The huge disparity in healthcare provisions across the globe has fueled the uptake of mobile technologies, particularly in remote and underserved communities, states a recent report by market researcher GBI Research.
The new report studies the growing role of mobile health, or mHealth, in developing countries, as mobile-enabled technologies such as mobile phones, laptops and tablets are facilitating the care of populations often in poverty.

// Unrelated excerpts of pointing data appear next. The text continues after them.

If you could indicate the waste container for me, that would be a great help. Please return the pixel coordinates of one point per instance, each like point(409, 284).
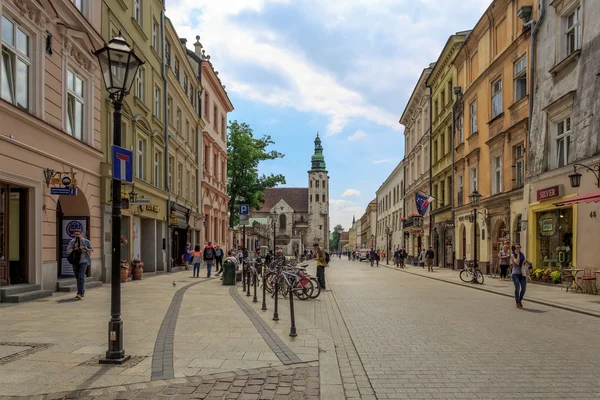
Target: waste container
point(228, 272)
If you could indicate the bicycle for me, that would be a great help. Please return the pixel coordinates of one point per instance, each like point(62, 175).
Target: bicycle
point(471, 274)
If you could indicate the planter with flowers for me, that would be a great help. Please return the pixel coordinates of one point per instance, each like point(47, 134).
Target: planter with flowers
point(137, 269)
point(124, 270)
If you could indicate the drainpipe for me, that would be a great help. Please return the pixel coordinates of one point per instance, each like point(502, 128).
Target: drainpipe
point(534, 27)
point(165, 110)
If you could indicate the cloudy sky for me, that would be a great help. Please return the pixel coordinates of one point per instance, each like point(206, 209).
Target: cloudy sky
point(343, 68)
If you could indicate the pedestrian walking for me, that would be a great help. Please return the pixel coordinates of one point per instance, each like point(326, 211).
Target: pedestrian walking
point(321, 264)
point(429, 256)
point(504, 257)
point(78, 254)
point(519, 274)
point(196, 261)
point(187, 255)
point(219, 260)
point(209, 257)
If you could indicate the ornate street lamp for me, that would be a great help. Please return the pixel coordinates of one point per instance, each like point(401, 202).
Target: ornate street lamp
point(474, 199)
point(119, 65)
point(575, 177)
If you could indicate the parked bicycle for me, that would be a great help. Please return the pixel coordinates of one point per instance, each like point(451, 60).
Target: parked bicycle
point(471, 274)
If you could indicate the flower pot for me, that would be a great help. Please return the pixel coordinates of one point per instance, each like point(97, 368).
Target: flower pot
point(137, 272)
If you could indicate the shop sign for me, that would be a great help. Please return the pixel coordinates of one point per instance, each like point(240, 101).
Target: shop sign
point(152, 207)
point(548, 193)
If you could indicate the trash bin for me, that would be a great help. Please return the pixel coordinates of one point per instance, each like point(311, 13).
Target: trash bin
point(228, 272)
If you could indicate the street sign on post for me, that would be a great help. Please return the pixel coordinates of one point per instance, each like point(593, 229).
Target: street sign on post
point(122, 164)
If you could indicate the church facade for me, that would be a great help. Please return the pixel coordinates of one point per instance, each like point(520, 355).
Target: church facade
point(299, 217)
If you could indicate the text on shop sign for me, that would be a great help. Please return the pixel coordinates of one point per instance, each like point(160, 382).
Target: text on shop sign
point(548, 193)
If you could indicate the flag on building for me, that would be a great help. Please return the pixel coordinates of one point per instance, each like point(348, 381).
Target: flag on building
point(422, 203)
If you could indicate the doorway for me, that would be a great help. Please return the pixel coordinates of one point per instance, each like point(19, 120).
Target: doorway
point(14, 266)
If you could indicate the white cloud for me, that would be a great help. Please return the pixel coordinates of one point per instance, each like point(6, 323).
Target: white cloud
point(358, 136)
point(350, 193)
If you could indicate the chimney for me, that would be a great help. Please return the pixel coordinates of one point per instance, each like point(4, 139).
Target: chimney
point(198, 47)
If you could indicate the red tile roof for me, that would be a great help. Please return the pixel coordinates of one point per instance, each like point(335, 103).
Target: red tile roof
point(297, 198)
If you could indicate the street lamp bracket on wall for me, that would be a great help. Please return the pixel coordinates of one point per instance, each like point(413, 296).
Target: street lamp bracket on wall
point(575, 177)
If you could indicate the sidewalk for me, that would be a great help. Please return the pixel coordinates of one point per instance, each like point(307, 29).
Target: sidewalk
point(536, 293)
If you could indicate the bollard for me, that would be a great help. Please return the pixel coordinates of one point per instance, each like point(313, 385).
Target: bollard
point(243, 277)
point(293, 320)
point(248, 283)
point(254, 300)
point(264, 307)
point(275, 313)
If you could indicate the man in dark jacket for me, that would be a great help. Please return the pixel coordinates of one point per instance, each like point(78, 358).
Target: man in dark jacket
point(208, 256)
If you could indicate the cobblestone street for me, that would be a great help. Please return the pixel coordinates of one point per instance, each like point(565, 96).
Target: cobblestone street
point(377, 333)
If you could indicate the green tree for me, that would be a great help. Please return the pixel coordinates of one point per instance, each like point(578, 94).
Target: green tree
point(335, 240)
point(244, 154)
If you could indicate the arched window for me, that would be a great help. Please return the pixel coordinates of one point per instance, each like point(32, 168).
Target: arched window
point(282, 222)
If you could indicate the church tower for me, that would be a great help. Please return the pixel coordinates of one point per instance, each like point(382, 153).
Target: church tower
point(318, 199)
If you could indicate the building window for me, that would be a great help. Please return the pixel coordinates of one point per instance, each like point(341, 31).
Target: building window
point(15, 64)
point(139, 84)
point(156, 169)
point(179, 178)
point(473, 110)
point(141, 148)
point(282, 222)
point(520, 78)
point(137, 11)
point(563, 142)
point(155, 35)
point(573, 31)
point(156, 102)
point(75, 105)
point(171, 167)
point(520, 165)
point(459, 199)
point(496, 98)
point(496, 175)
point(473, 179)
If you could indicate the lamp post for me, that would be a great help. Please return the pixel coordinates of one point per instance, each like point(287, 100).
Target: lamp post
point(474, 200)
point(575, 177)
point(119, 65)
point(387, 245)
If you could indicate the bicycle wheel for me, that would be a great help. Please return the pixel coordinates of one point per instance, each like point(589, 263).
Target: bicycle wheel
point(466, 275)
point(316, 288)
point(478, 276)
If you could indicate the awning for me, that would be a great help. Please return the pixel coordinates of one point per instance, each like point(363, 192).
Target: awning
point(583, 198)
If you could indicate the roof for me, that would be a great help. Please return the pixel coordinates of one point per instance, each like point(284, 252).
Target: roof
point(297, 198)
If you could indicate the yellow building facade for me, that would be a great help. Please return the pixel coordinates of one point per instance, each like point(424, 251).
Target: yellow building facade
point(442, 81)
point(491, 119)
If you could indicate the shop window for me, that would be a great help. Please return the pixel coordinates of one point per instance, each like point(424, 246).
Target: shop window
point(555, 238)
point(16, 64)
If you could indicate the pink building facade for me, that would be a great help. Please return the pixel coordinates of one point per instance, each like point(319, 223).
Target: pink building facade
point(50, 129)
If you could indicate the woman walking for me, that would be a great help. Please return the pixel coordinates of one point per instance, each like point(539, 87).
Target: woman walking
point(519, 279)
point(196, 260)
point(504, 257)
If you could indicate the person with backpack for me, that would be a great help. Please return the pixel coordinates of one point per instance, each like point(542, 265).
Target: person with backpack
point(520, 269)
point(196, 261)
point(78, 255)
point(209, 257)
point(321, 258)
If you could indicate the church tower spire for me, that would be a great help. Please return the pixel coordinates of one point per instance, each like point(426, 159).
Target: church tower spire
point(318, 160)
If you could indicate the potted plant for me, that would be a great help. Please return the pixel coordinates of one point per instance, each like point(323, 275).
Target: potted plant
point(124, 270)
point(137, 269)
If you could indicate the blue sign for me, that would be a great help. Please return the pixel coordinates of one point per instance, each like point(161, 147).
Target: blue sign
point(64, 191)
point(122, 164)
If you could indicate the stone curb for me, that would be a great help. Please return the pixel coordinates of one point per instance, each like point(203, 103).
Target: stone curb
point(484, 289)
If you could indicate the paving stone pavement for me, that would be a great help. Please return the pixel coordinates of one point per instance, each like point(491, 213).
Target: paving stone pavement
point(420, 338)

Each year, more than $4 trillion is spent on healthcare, but only approximately 10 percent of this is spent in developing economies, even though they account for more than four-fifths of the global population and have the highest demands for healthcare. However, advances in mobile technologies and the expansion of telecommunication networks are opening doors for healthcare providers. Wireless mobile signals now cover over 85 percent of the world’s population, and the penetration of mobile phone networks often surpasses other infrastructure such as paved roads and electricity in many low- and middle-income countries, reaching rural and fragmented communities that traditional healthcare facilities cannot easily serve.

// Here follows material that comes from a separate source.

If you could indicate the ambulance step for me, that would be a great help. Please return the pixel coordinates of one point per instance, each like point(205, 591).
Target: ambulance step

While the developed world has adopted a doctor-centric healthcare model, whereby a healthcare professional represents a patient’s gateway to patient care, the developing world lacks such resources and is thus more receptive to a patient-centric model. Communication is vital for the healthcare system to function effectively, and mHealth technologies can collate, transfer and analyze medical information, with web-based platforms and mobile apps providing channels of communication between physicians and patients. GBI Research estimates that the mHealth market will reach a value of $60 billion by 2015, if technologies can reach their true potential and provide a superior service to traditional face-to-face healthcare treatment.